If you're looking to replicate in spacetime the result of an action in spacetime (which is what consciousness must be), then you need to reproduce some sort of direct physical cause in spacetime.
If you run a simulation of a racecar, none of the actions of the racecar happen in reality. That only happens if you build a model racecar.
The action/behavior of conscious awareness won't happen to the machine just because it runs a simulation (however accurate) of a brain, because its physical actions haven't really changed.
If it was conscious before, it'll be conscious when it runs the simulation. If it wasn't, it won't be.
To answer your post above and this one -- this is what I see as the problem in communication:
You seem to imply that what the others are arguing is that if they program a simulation using a bunch of if-then statements to carry out actions that look like consciousness, then they have not created consciousness.
That may or may not be the case, but that is certainly not what I hear them saying; but perhaps the error is on my part. What I hear is that if we were to program a world down to every atom and also program the rules of interaction that are present in the 'real world' that we could then see something that is indistinguishable from consciousness. I am not sure that position is not correct; I can't really find a clear problem with it.
Just to clarify, I am more in the physicalist camp (as far as bringing this about) -- I think that to end up with an action you need movement, so the easiest way to design a conscious machine is to link chips (or whatever medium) in a way that we recreate the physical actions of neurons. That is certainly the easiest way of looking at the issue.
But I am not at all convinced that programming could not do it because consciousness is not a thing.
The counter examples everyone uses to shoot down the idea are all things -- like the orange or the race car that you mention. Consciousness is not a thing, though; it is an action. Sure we couldn't touch a simulated race car and a simulated race car does nothing in the real world, but that is a trivial issue. Within the simulated world, if the simulation is robust enough, the car still moves. With a good enough simulation it's movement should depend on the same factors (simulated) that rule movement in the 'real world'. So, it does not move without simulated gas, simulated oxygen, etc. A bad simulation where you just have an if-then statement (if person clicks on car, make car move) doesn't help and is not the kind of simulation I hear them talking about. Consciousness is also not a 'thing' but an action, so I don't see why the same would not apply to it as to the movement of the simulated race car.
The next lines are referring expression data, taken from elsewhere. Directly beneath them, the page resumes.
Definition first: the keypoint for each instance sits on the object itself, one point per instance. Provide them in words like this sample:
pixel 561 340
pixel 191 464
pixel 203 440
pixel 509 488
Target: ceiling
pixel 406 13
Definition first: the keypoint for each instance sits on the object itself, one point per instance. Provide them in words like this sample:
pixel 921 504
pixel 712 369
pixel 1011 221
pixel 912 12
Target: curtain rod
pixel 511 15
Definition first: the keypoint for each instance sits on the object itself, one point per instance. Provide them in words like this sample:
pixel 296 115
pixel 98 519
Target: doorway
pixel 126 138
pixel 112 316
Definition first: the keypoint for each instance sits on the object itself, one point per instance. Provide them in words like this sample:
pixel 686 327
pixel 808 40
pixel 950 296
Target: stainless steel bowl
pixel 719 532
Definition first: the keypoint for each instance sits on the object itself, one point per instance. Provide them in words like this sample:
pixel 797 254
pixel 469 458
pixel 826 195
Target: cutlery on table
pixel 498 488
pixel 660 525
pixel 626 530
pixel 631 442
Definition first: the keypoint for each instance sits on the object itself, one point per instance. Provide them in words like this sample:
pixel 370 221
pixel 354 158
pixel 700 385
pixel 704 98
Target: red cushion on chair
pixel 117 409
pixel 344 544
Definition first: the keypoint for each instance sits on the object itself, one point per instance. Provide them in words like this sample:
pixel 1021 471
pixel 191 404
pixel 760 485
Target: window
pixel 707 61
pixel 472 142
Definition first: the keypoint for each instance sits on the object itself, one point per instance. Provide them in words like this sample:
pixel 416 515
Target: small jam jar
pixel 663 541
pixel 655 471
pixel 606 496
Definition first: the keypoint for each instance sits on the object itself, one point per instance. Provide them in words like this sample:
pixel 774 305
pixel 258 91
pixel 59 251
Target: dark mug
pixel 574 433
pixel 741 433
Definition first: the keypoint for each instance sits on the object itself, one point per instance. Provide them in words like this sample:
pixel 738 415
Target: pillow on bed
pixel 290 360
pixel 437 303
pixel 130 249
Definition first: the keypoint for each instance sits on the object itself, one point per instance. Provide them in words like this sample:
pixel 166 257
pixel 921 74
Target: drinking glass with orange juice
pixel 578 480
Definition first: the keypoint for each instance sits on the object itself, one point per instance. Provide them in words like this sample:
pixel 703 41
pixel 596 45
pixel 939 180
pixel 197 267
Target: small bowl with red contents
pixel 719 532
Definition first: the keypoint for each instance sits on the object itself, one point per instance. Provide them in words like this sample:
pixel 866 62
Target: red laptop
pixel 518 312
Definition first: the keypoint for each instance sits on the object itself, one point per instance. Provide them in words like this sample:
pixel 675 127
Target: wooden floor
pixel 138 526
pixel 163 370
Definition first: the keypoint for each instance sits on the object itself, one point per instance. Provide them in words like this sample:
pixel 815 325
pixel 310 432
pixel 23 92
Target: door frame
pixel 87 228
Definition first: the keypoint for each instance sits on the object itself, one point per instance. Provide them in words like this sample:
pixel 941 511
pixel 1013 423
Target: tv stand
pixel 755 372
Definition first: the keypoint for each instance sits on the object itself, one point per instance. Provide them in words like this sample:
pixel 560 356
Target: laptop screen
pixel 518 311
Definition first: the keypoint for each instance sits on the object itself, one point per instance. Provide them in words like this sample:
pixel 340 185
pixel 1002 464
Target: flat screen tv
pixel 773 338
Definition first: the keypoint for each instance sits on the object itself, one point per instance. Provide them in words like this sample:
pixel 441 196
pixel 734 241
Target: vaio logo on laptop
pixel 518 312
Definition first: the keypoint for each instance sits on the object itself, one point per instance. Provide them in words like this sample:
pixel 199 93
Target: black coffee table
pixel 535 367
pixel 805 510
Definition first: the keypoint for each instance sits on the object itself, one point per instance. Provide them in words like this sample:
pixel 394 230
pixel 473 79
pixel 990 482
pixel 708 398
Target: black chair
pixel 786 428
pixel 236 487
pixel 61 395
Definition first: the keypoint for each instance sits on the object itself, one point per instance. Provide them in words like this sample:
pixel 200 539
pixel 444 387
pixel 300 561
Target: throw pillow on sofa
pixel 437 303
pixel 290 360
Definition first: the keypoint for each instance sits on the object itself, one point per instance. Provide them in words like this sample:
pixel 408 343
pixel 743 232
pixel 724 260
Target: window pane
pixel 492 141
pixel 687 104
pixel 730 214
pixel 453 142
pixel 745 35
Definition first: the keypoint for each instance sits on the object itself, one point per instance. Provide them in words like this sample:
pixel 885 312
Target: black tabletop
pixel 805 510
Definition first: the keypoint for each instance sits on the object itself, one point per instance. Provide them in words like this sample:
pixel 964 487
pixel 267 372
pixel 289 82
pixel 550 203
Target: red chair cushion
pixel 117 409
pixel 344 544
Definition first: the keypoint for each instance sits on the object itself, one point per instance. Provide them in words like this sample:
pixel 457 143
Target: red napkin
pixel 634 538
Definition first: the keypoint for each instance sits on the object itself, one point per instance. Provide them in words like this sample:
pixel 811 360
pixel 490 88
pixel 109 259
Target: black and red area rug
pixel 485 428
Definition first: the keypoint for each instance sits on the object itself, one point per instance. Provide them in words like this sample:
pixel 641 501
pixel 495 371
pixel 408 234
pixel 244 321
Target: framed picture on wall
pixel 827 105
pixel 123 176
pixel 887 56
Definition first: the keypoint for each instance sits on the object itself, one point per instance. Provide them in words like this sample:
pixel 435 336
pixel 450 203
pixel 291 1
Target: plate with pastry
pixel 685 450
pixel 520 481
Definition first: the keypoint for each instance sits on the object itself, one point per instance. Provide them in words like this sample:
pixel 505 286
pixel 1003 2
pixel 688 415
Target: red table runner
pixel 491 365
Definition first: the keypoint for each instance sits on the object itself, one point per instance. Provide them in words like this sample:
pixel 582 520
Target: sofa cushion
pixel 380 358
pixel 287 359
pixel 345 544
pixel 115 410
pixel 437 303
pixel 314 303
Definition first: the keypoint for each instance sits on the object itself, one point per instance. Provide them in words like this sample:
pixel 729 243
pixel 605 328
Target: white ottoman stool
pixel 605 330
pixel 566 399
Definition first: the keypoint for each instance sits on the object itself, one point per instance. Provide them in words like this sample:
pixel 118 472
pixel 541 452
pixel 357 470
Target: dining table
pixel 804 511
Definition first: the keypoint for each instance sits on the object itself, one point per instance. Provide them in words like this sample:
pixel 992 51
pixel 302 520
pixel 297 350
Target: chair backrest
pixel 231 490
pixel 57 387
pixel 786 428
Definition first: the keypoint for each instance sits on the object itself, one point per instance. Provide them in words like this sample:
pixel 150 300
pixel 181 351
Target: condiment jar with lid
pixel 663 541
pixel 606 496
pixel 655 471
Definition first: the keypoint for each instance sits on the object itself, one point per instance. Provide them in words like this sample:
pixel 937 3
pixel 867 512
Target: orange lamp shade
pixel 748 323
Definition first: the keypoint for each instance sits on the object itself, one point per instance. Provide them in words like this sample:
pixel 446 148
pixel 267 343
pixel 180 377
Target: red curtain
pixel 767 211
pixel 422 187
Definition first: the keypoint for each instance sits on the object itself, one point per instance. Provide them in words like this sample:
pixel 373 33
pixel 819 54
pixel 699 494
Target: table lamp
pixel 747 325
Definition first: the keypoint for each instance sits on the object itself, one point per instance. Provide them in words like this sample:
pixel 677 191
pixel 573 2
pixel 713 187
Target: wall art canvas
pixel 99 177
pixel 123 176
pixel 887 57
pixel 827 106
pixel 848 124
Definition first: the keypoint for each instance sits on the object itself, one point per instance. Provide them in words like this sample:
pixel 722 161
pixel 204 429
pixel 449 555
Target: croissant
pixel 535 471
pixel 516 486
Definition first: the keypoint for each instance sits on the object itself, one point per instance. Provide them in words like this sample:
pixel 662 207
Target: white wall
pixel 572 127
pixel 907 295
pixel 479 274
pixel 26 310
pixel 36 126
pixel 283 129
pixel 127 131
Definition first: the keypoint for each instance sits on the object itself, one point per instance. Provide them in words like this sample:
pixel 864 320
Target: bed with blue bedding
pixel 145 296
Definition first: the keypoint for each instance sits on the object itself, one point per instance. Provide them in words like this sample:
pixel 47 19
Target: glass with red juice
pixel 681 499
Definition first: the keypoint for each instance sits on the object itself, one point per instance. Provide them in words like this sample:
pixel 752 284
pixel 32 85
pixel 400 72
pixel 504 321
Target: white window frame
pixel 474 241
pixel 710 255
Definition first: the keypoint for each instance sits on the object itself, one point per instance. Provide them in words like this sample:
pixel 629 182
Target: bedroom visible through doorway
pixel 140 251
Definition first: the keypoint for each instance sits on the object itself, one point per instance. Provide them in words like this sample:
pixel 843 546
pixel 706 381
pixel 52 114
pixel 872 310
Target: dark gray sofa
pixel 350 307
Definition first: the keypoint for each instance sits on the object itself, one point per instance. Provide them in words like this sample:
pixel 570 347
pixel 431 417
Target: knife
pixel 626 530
So, the obvious counters for this discussion from my limited experience are Deep Blue and the Chinese Room argument (neither of which concern consciousness but rather 'understanding'). I have gone over the Chinese Room argument several times and find myself less convinced by Searle's argument every time I encounter it. I'm not sure what we mean by understanding Chinese except that someone can use it properly. I know one of the things that is missing from his example and that he uses to sway opinion, and that is the 'aha' moment. A system that simply manipulates symbols never has a feeling of understanding anything because feeling is not a part of how it is programmed. But is that what understanding is? Is it proper use with a feeling that you have used language properly? If that is the case, what's the problem with a bigger program that includes that aspect of it?
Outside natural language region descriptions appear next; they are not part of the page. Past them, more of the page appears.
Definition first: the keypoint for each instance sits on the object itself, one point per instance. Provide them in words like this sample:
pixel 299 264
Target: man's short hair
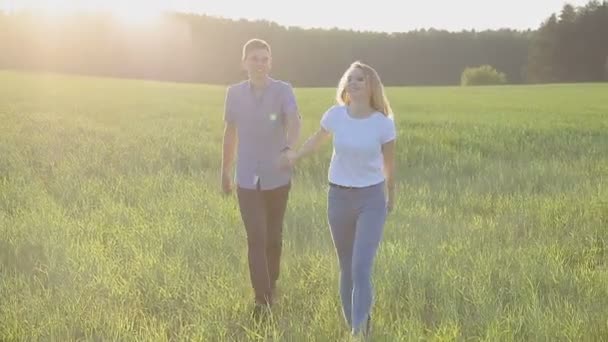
pixel 255 44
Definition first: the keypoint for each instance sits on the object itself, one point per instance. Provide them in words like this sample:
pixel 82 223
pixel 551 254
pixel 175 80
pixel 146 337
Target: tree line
pixel 569 47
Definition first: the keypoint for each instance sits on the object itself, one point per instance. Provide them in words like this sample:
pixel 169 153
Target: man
pixel 261 117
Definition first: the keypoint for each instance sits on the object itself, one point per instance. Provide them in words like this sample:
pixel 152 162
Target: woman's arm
pixel 388 153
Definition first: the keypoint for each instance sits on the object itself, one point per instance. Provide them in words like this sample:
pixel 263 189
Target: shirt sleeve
pixel 229 112
pixel 388 132
pixel 289 105
pixel 327 121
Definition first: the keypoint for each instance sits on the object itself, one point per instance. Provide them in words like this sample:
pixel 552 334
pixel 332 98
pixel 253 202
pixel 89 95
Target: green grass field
pixel 112 225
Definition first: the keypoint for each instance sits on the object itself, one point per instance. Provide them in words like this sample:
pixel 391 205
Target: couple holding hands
pixel 262 126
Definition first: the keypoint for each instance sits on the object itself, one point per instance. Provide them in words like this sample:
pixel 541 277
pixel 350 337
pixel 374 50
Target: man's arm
pixel 228 153
pixel 294 124
pixel 388 152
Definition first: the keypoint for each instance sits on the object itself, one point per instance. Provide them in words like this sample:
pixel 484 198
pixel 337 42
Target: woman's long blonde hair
pixel 378 99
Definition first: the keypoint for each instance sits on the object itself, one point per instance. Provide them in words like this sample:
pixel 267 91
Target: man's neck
pixel 259 83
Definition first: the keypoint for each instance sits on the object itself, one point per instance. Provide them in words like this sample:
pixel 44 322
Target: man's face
pixel 257 63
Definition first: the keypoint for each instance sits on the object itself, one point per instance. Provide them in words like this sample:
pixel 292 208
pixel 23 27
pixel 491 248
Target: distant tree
pixel 571 47
pixel 482 75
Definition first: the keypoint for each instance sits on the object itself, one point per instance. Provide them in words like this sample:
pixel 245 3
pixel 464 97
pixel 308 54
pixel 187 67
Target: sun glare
pixel 132 12
pixel 136 15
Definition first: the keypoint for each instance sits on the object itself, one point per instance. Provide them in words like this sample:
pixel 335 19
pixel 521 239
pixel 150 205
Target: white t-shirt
pixel 357 158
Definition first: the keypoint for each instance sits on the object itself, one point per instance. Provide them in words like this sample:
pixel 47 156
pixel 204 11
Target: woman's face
pixel 357 86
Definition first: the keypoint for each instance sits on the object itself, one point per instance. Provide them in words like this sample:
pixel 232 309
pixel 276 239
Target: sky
pixel 374 15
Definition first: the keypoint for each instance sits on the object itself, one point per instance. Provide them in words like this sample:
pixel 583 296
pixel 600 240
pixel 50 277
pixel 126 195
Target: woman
pixel 361 179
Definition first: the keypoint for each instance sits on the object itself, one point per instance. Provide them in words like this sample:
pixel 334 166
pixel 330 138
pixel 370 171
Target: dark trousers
pixel 262 212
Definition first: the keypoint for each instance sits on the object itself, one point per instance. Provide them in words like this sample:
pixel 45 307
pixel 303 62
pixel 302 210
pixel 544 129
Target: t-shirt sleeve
pixel 289 106
pixel 388 131
pixel 328 120
pixel 229 112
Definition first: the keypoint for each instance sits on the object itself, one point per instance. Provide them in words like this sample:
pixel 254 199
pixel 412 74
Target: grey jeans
pixel 356 218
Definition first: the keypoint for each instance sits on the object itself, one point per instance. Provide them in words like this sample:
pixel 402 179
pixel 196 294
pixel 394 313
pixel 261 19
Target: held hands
pixel 288 159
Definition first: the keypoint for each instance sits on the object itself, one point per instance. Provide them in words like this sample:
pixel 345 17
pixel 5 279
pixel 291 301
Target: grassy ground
pixel 112 226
I know very well that brute force symbol manipulation of the type proposed in the Chinese Room is not the way our brains deal with language issues; but I am less certain that we can clearly separate this way of doing things from the idea that such a system understands. What does understanding mean? Same is true of Deep Blue. It's brute force calculations do not resemble the human brain's 'chunking' of game info, but can we really say that if a computer can reliably win at chess that it doesn't understand the game? On what basis? That it isn't the way that we do it? Is this all about humanocentrism?
When it comes to creating a simulation that is built from the very bottom up, I would assume that to create a human like consciousness, a programmer would apply the same rules as the human brain uses. Why would simple if-then statements, if at the lowest level the 'particles' act like atoms in the real world, not allow for us to recreate what the brain does (theoretically, of we had that incredible level of knowledge)? I'm afraid that I don't understand the objection.